After spending my holiday break playing with my wife’s Surface running Windows RT, I decided to pick up my own. Honestly, I’ve been pretty happy with it as a productivity and media consumption tablet. But, as I am always wont to do after owning a device for a while, I ended up wanting to try my hand at developing for it.

I knew Microsoft hadn’t made the best choices regarding development for Windows RT devices, but I hadn’t realized how bad they really were until I started looking into actually developing for the device. Keep in mind, I’m someone who likes Microsoft and the Surface enough to go buy one myself. I want the platform to succeed. I would still rather have my Surface than a new iPad.

Given the technical decisions they made, I can only imagine the reasoning being a combination of two things: arrogance in the Windows division that Windows is still the dominant operating system in the world, and either a lack of political clout or an extremely myopic team heading up the Windows RT development effort. I would guess the former, given that it’s Microsoft.

As a technology company, when your platform is the dominant one, it’s in your best interests to make sure it’s hard to develop cross-platform applications. This keeps developers and users using your platform. You can see examples of this in how Apple manages iOS - using Objective-C, limiting development to the MacOS X platform, crusading to get rid of Flash, etc. When your platform is the underdog, however, the opposite is true - you want to make it easy for developers already targeting the dominant platform to port their applications to your platform as well. This is especially critical during the “bootstrapping” part of your platform’s life, where developers are asking why they should develop for a platform without an existing base of applications to draw in users.

Microsoft, however, approached the design of the Windows RT development tools (which are really just the Windows 8 development tools) as if they already owned the market. With the iOS and Android platforms already vastly ahead of Windows RT in both market share and number of applications (currently 650,000 on Android, 800,000 on i OS), this seems like a terrible decision on Microsoft’s part. As I see it, there are at least three major roadblocks to developers developing for Windows RT:

  • Development environment: Instead of offering an SDK for download to allow developers to target Windows RT, Microsoft decided to only allow development using Visual Studio 2012 on Windows 8. This is potentially a large change in development and build environments and processes, especially given the slow uptake of the Windows 8 operating system.
  • Games: Instead of supporting the OpenGL ES graphics API, Windows RT only supports DirectX. OpenGL ES is the standard for graphics across every other mobile platform. (OpenGL ES is also available on every major desktop platform, since it’s a subset of OpenGL.) DirectX, on the other hand, is available on Windows desktop PCs.

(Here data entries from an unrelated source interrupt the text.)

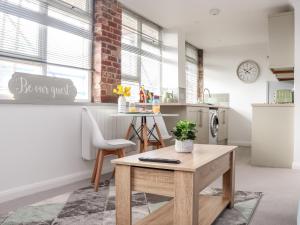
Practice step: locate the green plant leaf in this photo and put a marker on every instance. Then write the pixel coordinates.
(184, 130)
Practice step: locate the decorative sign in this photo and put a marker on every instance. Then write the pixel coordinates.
(36, 88)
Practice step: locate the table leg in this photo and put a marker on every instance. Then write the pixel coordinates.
(228, 181)
(159, 136)
(123, 195)
(145, 134)
(186, 201)
(128, 131)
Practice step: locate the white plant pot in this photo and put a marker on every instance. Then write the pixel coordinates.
(184, 146)
(121, 104)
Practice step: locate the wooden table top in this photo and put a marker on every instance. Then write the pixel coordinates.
(202, 154)
(140, 114)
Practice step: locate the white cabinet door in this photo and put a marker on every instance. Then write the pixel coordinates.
(199, 116)
(223, 124)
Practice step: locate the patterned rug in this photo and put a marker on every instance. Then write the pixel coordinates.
(85, 207)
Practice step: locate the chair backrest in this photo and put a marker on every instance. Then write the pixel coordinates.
(161, 125)
(97, 136)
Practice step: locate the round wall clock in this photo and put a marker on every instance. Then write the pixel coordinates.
(248, 71)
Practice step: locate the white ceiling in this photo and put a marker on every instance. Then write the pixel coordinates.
(240, 21)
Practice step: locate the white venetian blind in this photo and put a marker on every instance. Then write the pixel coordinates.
(141, 53)
(46, 37)
(54, 32)
(191, 70)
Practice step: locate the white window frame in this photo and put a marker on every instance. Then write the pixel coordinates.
(40, 60)
(195, 62)
(140, 39)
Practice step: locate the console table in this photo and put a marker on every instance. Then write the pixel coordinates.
(182, 181)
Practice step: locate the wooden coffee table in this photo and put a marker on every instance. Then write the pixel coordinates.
(182, 181)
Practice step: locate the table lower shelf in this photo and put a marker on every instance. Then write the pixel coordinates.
(209, 209)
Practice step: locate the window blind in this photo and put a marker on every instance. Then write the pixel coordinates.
(141, 52)
(46, 32)
(52, 37)
(191, 70)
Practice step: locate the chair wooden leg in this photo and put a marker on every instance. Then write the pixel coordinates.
(95, 167)
(99, 169)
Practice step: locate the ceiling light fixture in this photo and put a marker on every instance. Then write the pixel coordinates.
(214, 11)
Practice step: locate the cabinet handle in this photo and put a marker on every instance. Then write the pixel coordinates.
(200, 118)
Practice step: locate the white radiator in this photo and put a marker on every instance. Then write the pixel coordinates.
(111, 128)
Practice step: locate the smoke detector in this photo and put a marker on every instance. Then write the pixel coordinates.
(214, 11)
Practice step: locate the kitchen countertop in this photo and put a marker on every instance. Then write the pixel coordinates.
(272, 105)
(188, 104)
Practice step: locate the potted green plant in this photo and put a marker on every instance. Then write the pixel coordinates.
(185, 133)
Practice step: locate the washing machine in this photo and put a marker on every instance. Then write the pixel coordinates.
(213, 126)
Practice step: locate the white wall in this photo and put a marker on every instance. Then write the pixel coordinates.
(220, 66)
(40, 148)
(296, 163)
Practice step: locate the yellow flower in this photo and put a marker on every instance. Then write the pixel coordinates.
(127, 92)
(120, 90)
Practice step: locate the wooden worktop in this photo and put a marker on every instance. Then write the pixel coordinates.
(187, 104)
(272, 105)
(202, 154)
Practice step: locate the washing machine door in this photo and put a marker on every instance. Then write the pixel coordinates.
(214, 125)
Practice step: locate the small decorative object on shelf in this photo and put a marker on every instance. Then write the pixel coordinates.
(155, 104)
(142, 94)
(185, 133)
(122, 92)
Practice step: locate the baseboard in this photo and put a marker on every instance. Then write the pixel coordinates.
(240, 143)
(30, 189)
(296, 165)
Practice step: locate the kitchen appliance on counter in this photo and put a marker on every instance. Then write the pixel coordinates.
(280, 92)
(213, 126)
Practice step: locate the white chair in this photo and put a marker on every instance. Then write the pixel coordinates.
(105, 147)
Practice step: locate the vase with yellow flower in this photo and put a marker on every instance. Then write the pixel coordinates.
(123, 92)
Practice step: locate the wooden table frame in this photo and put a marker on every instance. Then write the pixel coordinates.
(187, 206)
(144, 133)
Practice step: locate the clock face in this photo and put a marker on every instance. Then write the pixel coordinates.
(248, 71)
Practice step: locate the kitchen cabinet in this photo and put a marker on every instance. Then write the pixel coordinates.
(200, 116)
(281, 45)
(272, 142)
(223, 126)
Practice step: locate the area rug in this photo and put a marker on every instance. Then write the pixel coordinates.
(86, 207)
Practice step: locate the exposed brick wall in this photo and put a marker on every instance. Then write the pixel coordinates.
(200, 73)
(107, 49)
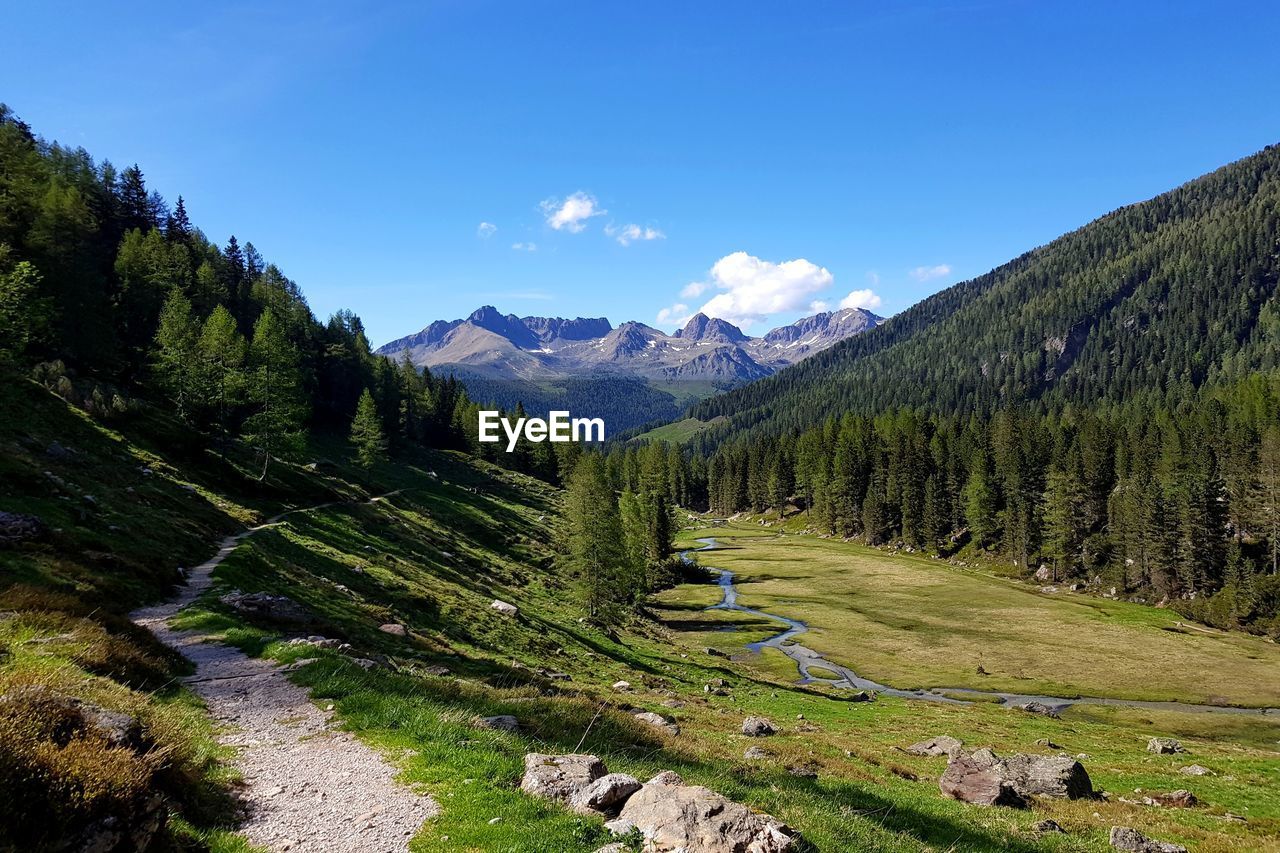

A quick search on Google will show a large number of game development frameworks that support both Android and iOS, but so far the only such framework to also target Windows RT seems to be an upcoming (and I’ve yet to see a date announced) version of Unity. Game developers currently wishing to target Windows RT devices need to write their games without the benefit of such frameworks, it seems. Worse, they’ll need to make sure their rendering layer is entirely modular and able to use either OpenGL or DirectX if they want to target multiple platforms. This seems like a herculean effort for today’s common casual mobile game development studio, and not at all worth the risk.
  • WinRT APIs: To target Windows RT devices (or Windows 8 Metro at all), developers are tied to the WinRT API. While code that targets WinRT is portable to any Windows 8 machine, it makes code even harder to port to other platforms. One major example of this is the BSD sockets API. BSD sockets is the de-facto standard API for network programming, existing mostly unchanged on every other platform. With WinRT, Microsoft got rid of this API in favor of their own. Changes like this not only make a developer’s job harder, they mean that many middleware libraries are not compatible, adding further roadblocks to development.

Microsoft, please. I really would like your platform to remain viable. Sure, I’m resisting putting Windows 8 on my desktop PC, but I honestly really like it as a tablet OS. Please go watch everyone’s favorite video of Ballmer, and make Windows RT developer-friendly. Because if someone like me, who actually likes and evangelizes your platform, is turned off from wanting to develop for it.. well, it’s in trouble.